Head of Property Disputes, Mark Davies, answers some questions on the Self-Build And Custom House Building Act 2015.
Is this Act good for fans of Grand Designs?
Yes. The legislation sounds like a bit of a tongue twister, but the idea is to promote building your own home as a more affordable route to home ownership, and also giving people the opportunity to build high quality bespoken homes. This covers both self-built homes, which are built by the owner, and custom built, where the buyer commissions a builder to build the home.
Traditionally, only a small number of enthusiasts have been attracted by the idea of self-build. The idea is to make this much more widespread. The UK has a much lower rate of self-build homes than other European countries, around 7-10% of new builds. In Austria it is around 80% and in France near 60%. The legislation is central to the government’s aspiration to double the size of the self-build market creating up to 100,000 additional self build homes over the next decade, and boost employment in the construction sector.
What is the significance of relevant authorities being made to keep a register of persons seeking to acquire land to build a home?
Local authorities will be required to keep and maintain a register of people who want to acquire land to build their own homes. Local Authorities would have to take account of the register when developing or carrying out planning policies and/or regeneration schemes, exercising housing functions and or when disposing of land.
The aim is for Local Authorities to build up a picture of demand for self or custom built homes in their area, and ultimately to open the door to the government’s right to build scheme currently under consultation i.e. requiring Local Authorities to offer suitable plots to self/custom buildings. As it stands, the scheme is essentially a stepping stone to improve data on the demand for self build and to ‘wake up’ Councils to the concept of self build.
Who is eligible to put on the register? What are the benefits to the person being on the register?
Primarily, individuals and community groups. As yet, detailed regulations have not been published so the full extent of the categories remains unclear. Applicants will probably need to show a connection with the local area to be eligible e.g. period of residence.
Custom/Self-build homes are also exempt from the Community Infrastructure Levy and the government is looking at a range of planning reforms for self builders, and reducing other costs through changes to Section 106 affordable housing contributions.
At the moment there is no obligation imposed on local authorities to make plots available for self or custom-build homes. The government is currently testing this approach with 11 local authorities as vanguards who are operating the right to build model on a voluntary basis to test the waters for demand. This is intended to be the next step.
How is it envisaged that the register will then be used?
The details have yet to be implemented. However, indications are that applicants will need to provide details about their specific circumstances, type or design of the house, proof of funding and intended occupation plans. Councils will have the right to reject applicants if they are not eligible or fail to meet requirements.
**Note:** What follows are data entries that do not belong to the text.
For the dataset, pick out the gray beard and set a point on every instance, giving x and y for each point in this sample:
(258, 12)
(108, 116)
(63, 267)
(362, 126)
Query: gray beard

Applicants can challenge this. Once implemented ‘self-build’ will not be a free for all and self builders will still need to apply for planning, building regulations etc.
Some Councils have expressed concerns about how this is going to work in practice, and the additional red tape, with obligations being imposed on them to maintain and update the register. Councils have also expressed concerns about the potential cost implications. The government has indicated that it will provide funding.
The idea is to give local authorities an idea of the demand for self-build, which they can then factor into planning and other relevant responsibilities and ultimately for plots, to be made available to persons on the register.